You know, writing is kind of hard. I found it hard to have a voice, to feel what I was saying mattered. I'd see (some) writers say that, if you were truly a writer, the need to write would hound you all your days. I never quite felt that way. It would come to me, and it would leave. I would have a voice welling up from inside me, and I would encounter a reality that told me that voice was better off quiet. It was a simple reflex, ingrained some time before words could probably adequately express it. I think what I've learned really is that it requires feeling. Requires being in touch with the world. Some people are very sensitive and have many feelings stored inside. Some of those people too can be easily shut down or fired up. Sometimes both. Back and forth rapidly. I try to find a good balance now. I don't really want rapture, and I certainly don't want to remain quiet. I want beauty. I want feeling. I want love, I want pain. I want to be alive.

I think we are all called to create for many different reasons. It is a drive in us. I think it's in all of us. We want to interact with the world, we want to play.

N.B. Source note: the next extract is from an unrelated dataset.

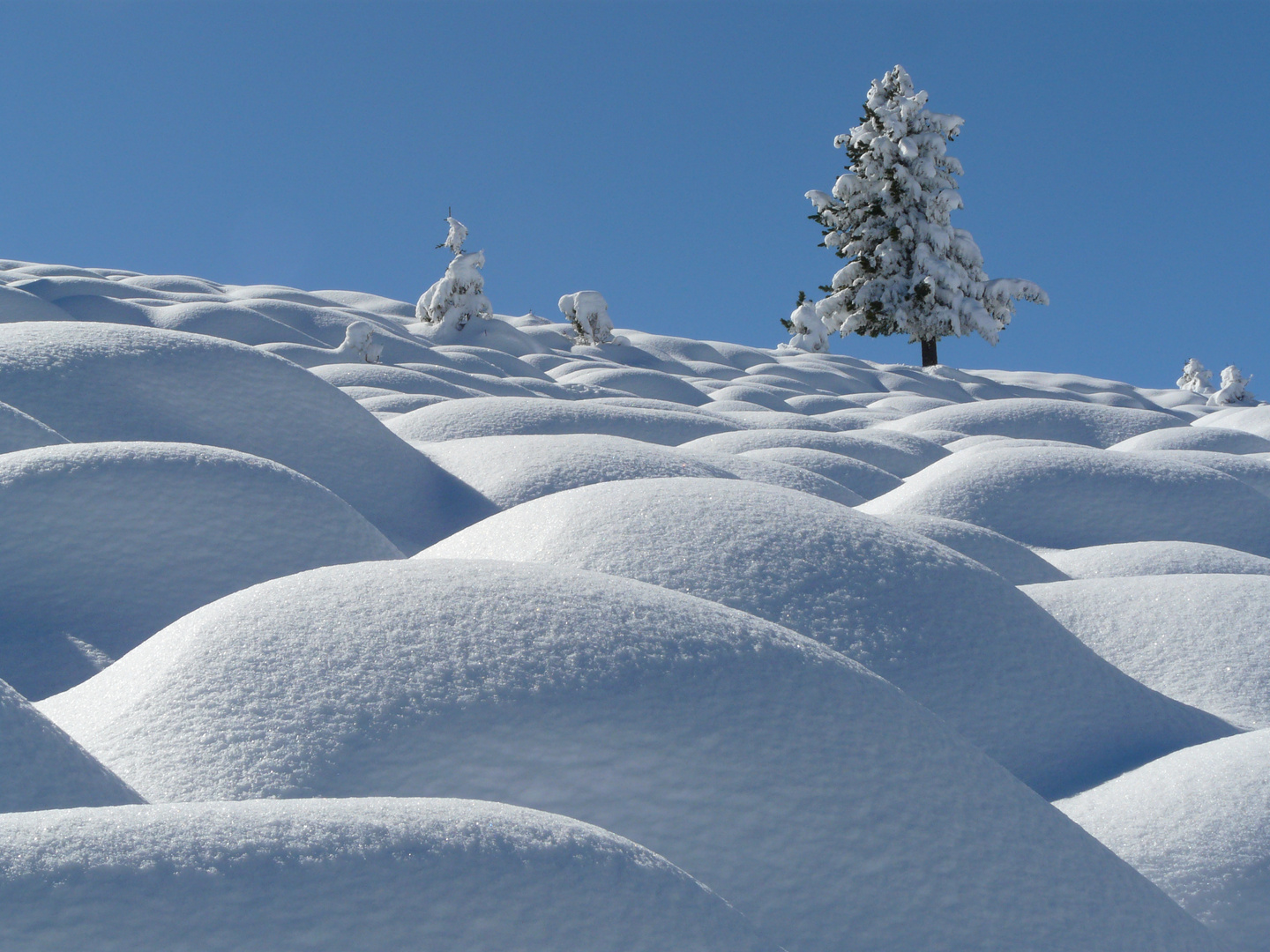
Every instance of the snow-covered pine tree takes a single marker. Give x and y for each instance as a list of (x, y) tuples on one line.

We want to express ourselves. We want to have fun, and we want to tell other people how we feel in a way that will make them feel too, we want to share our pain and joy, we want to create mirrors upon mirrors, mirrors within mirrors within mirrors; we want to reflect our collective humanity all around through our individuality. I hope no one feels that art is some calling for a select few, some pawing affliction, the curse of genious. I think that perspective is a misunderstanding, and a hell of a tool for governments, a way to rob people of their voices. It is hard sometimes to feel you have a voice. To find the strength to create. Even to find any purpose in it. Especially when you've been made to feel unworthy.


I was recently re-reading a post in Yanyi's The Reading series where he talks about what drove him to write. How it saved his life. How he came to understand that it was an invaluable part of his life, something, in fact, that was inseparable from his personhood, from his heart, his soul. "I must write because otherwise I would lose track of who I am." Art helps us remember who we are. Creation is a mirror. Reading is a mirror. Don't be afraid of mirrors.

Can I admit a traitorous thought? I've been looking at web platforms, site designers, those things that make creating a website so easy. I want to write, and I want a place to put it, and I know it isn't a crime. I want it to be easy, I want to be able to reach people, I want to not have to worry about whether my site is styled while also being properly viewable on mobile. I know it isn't really a crime, I know, but it feels like a betrayal sometimes, of myself. Not to want these things, but to show up on the shore of these designers, with their polished editors and prepackaged themes. I'm sure I'm not alone in feeling a sterile feeling there. A type of loneliness. Maybe that's silly, but I feel like these things weren't created for me. I feel no inspiration in their post editors. I feel alone. I feel without myself.


I can't, honestly, escape the charm of writing directly into html. It feels more personal. More personable. More authentic, I guess. I'm not dealing with polish, things polished for marketing. That stuff messes with my head. I'd like to use my own polish. I show up in the post editor with that feeling some people get when staring at a blank word document, the feeling that I am no longer speaking for myself, weaving a facade rather than art. The mask. I know it lives in my mind, but I see it behind these gleaming, sleek things. I long for simplicity. It lifts a certain weight off. I don't really want to be marketed, though I'd like for people to see and read my things, to feel something. I don't write just for myself. That would be a betrayal of every writer I've ever read.


I don't feel that pressure here. This feels safer. I don't feel any burden of expectation. Any unnatural performance. Just my rhythm and my words, which I can send out on the sea.


Anyway, all this to say, I find it hard to find myself in most things when it comes to writing. That same sea I wish to set my work upon, I find myself very lost in when approached wrong. This boilerplate world. I don't have to skills to make the prepackaged themes my own. I'd rather make my own shitty website than feel I'm making myself in some other's image. The way in which I come upon the writing doesn't feel separable from my writing. To seal it in another package and send it off feels like I'm betraying something for the sake of ease. Though this is easy isn't it? Why does it feel that anywhere else require me to be someone I'm not? I'm not sure. But if you feel the same way, here we are together.